Dopo il proscioglimento in primo grado arrivato nel 2018, il capitano Pontillo è stato assolto perché il fatto non costituisce reato. Giuseppe Pontillo nel 2014 era alla guida della compagnia dei carabinieri di Empoli e il 29 ottobre fu protagonista di un caso che si è protratto fino a oggi, giovedì 4 aprile, con l’assoluzione.

In quella serata due persone di origini albanesi tentarono di sfuggire a un posto di blocco a Capraia e Limite. I due avevano appena compiuto una rapina a Cascine di Buti (Buti) e stavano dirigendosi al loro ‘covo’ in zona quando cercarono di eludere l’alt di Pontillo.

Questi esplose alcuni colpi di pistola per bloccare i fuggitivi: un colpo ferì gravemente uno dei malviventi, un altro invece finì sulla gamba dello stesso Pontillo.

La sentenza riforma la decisione del primo. Nel primo grado l’ufficiale, all’epoca comandante della compagnia empolese, fu assolto, per mancanza di querela da parte del malvivente ferito.
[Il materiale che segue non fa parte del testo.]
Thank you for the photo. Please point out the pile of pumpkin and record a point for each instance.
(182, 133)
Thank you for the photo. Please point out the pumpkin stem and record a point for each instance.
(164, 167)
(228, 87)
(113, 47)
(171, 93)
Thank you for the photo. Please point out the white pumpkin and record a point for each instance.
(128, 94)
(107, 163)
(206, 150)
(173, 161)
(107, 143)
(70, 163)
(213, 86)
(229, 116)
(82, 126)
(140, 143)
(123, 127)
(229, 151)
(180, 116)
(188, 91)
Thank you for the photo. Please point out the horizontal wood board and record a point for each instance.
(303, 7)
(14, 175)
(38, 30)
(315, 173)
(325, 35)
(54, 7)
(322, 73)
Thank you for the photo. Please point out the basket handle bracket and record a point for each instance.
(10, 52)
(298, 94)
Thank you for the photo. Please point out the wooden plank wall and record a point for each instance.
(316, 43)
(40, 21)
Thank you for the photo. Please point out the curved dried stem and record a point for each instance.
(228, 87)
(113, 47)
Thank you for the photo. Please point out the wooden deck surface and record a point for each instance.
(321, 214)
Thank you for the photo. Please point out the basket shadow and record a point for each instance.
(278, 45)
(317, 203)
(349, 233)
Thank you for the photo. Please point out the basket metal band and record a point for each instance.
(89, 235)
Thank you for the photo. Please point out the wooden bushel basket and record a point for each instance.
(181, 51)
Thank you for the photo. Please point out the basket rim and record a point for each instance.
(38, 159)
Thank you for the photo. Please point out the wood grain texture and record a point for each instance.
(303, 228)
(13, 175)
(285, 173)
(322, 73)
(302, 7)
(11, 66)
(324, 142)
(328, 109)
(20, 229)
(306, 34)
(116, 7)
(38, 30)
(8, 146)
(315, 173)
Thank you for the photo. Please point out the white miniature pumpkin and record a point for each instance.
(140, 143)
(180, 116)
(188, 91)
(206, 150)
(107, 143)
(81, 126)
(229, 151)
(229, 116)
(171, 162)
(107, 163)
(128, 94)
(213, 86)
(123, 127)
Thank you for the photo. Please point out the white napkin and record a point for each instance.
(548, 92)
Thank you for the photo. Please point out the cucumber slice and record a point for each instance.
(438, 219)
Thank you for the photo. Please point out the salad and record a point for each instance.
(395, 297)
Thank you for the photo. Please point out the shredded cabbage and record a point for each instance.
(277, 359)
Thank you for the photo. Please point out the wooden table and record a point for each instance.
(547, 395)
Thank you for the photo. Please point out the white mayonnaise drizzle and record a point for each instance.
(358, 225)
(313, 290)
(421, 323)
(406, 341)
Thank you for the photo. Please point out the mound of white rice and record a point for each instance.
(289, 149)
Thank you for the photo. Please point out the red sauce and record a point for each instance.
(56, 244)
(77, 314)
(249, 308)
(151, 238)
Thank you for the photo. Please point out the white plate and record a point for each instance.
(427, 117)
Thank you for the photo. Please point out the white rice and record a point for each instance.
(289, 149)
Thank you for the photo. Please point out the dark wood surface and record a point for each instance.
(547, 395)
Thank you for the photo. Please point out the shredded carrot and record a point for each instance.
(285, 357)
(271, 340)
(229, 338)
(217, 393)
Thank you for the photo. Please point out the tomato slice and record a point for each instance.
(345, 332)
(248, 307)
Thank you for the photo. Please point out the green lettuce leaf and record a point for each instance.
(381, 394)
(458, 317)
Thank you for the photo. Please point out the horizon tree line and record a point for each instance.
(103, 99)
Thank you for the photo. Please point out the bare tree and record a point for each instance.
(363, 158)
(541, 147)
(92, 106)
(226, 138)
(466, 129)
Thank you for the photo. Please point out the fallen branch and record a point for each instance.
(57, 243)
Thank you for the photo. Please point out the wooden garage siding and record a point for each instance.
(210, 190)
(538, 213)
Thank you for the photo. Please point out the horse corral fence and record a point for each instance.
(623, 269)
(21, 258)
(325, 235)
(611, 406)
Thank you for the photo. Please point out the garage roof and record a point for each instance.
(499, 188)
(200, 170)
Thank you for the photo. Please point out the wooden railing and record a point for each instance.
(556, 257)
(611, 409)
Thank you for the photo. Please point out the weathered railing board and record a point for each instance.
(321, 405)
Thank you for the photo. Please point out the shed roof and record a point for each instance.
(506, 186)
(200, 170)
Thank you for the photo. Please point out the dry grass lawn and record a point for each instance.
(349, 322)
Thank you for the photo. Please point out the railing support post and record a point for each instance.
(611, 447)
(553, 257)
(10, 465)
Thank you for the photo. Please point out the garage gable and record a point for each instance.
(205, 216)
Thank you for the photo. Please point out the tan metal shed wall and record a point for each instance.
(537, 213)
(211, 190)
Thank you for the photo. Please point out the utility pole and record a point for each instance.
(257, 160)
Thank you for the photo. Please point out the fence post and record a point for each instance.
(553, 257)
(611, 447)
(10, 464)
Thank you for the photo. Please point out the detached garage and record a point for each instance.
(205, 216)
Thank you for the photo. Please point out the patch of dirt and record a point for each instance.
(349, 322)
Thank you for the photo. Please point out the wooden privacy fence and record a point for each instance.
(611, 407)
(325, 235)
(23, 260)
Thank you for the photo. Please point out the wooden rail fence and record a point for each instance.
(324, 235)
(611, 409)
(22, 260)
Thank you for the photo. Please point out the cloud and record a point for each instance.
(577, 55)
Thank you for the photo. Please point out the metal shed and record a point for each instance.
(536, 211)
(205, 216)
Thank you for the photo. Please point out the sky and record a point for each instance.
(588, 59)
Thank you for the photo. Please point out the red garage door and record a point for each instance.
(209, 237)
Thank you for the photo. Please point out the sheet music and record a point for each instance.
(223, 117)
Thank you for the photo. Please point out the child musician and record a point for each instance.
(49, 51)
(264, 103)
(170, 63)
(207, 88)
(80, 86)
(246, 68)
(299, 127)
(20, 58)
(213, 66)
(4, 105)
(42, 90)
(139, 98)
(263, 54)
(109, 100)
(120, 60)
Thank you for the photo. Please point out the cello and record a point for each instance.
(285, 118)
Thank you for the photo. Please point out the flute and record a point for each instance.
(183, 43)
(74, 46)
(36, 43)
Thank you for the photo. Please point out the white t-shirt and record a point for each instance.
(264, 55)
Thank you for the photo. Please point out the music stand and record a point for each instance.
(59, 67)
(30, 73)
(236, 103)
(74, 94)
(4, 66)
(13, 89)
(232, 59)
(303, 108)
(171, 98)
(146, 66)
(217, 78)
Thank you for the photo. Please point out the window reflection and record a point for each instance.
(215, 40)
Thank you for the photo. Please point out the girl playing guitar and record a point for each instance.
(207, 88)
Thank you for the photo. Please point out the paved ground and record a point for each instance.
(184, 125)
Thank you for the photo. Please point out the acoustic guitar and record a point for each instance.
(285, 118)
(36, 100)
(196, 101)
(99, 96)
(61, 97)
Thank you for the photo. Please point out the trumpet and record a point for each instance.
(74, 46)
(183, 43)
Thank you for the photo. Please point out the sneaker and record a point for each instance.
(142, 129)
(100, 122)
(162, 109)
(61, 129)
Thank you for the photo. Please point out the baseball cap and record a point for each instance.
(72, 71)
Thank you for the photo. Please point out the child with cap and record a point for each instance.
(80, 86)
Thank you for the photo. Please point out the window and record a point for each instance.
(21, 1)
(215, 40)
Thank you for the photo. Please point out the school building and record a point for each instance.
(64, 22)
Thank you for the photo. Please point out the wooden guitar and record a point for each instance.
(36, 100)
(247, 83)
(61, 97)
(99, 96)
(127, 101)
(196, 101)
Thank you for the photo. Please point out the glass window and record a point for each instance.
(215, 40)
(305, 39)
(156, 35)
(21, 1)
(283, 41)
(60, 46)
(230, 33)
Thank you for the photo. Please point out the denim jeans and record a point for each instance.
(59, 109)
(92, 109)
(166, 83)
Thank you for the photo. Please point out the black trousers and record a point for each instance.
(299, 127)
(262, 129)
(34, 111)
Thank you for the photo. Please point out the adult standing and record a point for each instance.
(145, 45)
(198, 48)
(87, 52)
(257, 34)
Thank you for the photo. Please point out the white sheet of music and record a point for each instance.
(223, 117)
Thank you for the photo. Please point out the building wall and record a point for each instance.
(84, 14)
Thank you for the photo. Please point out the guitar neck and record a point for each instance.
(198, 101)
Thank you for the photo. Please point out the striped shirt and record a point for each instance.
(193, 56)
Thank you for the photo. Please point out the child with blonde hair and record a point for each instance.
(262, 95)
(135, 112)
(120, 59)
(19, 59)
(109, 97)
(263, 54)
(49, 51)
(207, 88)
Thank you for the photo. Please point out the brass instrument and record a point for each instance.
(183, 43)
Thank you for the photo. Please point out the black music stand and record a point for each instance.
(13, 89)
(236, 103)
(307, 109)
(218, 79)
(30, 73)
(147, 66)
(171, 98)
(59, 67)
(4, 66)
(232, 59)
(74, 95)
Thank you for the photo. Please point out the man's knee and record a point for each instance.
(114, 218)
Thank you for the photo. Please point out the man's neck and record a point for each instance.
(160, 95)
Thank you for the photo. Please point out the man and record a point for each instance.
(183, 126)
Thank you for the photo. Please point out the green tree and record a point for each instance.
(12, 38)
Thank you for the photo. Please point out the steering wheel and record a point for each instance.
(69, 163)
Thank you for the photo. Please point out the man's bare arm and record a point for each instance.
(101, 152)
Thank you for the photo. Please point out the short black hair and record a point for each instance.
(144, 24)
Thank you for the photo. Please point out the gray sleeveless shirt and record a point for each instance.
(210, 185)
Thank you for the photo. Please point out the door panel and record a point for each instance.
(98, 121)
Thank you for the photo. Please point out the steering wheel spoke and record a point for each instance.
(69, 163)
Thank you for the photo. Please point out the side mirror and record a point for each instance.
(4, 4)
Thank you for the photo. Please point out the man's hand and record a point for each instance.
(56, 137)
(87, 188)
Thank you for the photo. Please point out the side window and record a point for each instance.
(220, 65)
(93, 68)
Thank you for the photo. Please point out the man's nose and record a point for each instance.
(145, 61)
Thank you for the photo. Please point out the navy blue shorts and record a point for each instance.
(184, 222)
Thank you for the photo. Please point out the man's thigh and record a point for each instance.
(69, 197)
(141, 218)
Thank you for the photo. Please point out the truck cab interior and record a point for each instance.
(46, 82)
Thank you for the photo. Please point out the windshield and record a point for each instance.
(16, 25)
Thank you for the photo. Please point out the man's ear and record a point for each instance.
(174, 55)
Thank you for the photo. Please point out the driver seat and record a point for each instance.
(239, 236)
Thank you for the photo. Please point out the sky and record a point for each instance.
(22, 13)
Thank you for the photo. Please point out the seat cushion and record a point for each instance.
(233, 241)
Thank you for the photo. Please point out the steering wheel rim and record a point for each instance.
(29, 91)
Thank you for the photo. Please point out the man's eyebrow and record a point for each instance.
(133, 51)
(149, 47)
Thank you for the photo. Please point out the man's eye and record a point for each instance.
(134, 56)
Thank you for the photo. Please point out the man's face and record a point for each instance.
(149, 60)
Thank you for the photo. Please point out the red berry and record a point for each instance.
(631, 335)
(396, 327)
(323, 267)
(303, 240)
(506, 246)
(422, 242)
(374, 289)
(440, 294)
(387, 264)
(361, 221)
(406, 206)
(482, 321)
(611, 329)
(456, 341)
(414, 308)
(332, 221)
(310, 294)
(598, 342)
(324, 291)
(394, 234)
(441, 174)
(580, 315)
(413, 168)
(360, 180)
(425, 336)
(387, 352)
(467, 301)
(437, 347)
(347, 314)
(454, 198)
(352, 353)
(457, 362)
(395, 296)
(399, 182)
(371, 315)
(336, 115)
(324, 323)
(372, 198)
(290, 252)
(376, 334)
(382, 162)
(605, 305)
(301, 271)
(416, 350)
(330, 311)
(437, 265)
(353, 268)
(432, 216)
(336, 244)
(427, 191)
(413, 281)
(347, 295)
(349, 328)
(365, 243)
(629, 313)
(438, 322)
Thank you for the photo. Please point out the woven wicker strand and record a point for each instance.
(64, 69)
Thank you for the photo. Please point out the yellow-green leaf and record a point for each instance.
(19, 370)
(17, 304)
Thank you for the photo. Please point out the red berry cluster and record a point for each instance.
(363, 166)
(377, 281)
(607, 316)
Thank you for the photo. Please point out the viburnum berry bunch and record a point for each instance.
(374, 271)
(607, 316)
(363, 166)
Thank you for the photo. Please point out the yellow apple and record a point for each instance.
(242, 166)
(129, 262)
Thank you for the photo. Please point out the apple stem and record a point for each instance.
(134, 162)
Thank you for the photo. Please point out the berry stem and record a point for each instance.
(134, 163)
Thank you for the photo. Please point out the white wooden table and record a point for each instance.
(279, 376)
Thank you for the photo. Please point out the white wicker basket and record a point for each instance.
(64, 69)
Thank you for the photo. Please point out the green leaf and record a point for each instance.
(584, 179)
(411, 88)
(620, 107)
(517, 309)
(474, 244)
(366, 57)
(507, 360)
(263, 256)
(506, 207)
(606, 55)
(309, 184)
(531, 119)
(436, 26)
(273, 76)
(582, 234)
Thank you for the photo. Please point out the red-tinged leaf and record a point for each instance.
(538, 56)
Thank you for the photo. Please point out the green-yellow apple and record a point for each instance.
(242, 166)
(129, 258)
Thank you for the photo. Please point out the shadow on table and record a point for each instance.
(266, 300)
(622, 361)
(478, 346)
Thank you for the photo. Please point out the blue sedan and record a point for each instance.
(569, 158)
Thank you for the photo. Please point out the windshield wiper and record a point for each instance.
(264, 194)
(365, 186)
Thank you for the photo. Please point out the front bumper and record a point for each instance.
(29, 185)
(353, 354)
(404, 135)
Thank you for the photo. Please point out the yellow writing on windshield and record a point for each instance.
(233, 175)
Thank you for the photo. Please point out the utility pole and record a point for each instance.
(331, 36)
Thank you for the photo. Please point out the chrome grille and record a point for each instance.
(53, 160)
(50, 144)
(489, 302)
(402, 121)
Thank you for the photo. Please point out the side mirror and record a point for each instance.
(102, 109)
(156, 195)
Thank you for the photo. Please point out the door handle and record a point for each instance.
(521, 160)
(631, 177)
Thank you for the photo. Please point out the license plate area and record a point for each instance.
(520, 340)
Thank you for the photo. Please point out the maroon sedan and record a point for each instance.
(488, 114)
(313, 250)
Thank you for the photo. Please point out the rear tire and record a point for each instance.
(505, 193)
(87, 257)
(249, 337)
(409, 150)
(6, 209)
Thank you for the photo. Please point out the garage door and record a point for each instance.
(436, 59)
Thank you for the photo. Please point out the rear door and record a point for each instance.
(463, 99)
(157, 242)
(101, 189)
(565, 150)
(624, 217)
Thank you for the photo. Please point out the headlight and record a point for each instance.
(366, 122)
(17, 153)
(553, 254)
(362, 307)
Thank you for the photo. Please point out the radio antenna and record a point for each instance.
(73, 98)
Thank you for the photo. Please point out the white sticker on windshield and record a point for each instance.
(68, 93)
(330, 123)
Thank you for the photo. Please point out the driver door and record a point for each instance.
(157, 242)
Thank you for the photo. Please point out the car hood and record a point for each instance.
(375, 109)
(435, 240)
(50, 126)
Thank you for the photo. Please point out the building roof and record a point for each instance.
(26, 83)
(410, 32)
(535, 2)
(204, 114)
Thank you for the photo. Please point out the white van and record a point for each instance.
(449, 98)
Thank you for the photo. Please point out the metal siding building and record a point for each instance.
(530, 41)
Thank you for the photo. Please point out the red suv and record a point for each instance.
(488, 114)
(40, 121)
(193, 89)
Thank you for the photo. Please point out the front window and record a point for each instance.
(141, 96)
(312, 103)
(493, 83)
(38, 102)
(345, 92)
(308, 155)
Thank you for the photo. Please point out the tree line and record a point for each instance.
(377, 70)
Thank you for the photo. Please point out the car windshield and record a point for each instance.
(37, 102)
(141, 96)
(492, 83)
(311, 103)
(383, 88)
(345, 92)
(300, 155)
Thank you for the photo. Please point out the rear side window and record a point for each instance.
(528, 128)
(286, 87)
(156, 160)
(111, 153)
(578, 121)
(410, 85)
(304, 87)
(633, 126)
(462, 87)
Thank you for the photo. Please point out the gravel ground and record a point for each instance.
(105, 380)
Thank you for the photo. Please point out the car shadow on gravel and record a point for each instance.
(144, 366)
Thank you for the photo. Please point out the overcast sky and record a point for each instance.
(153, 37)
Ora, invece, la corte di appello lo ha assolto stabilendo che sparando e ferendo il bandito non commise alcun reato per causa di giustificazione nell’uso delle armi.

Inoltre la corte di appello ha stabilito anche che l’uso della pistola da parte di Pontillo faceva parte di una condotta lecita, avendo in quella circostanza il dovere di bloccare banditi aggressivi e pericolosi in fuga pertanto il fatto non costituisce reato. La corte di appello inoltre ha confermato la condanna del primo grado, a 1 anno e 8 mesi, agli albanesi imputati nel processo.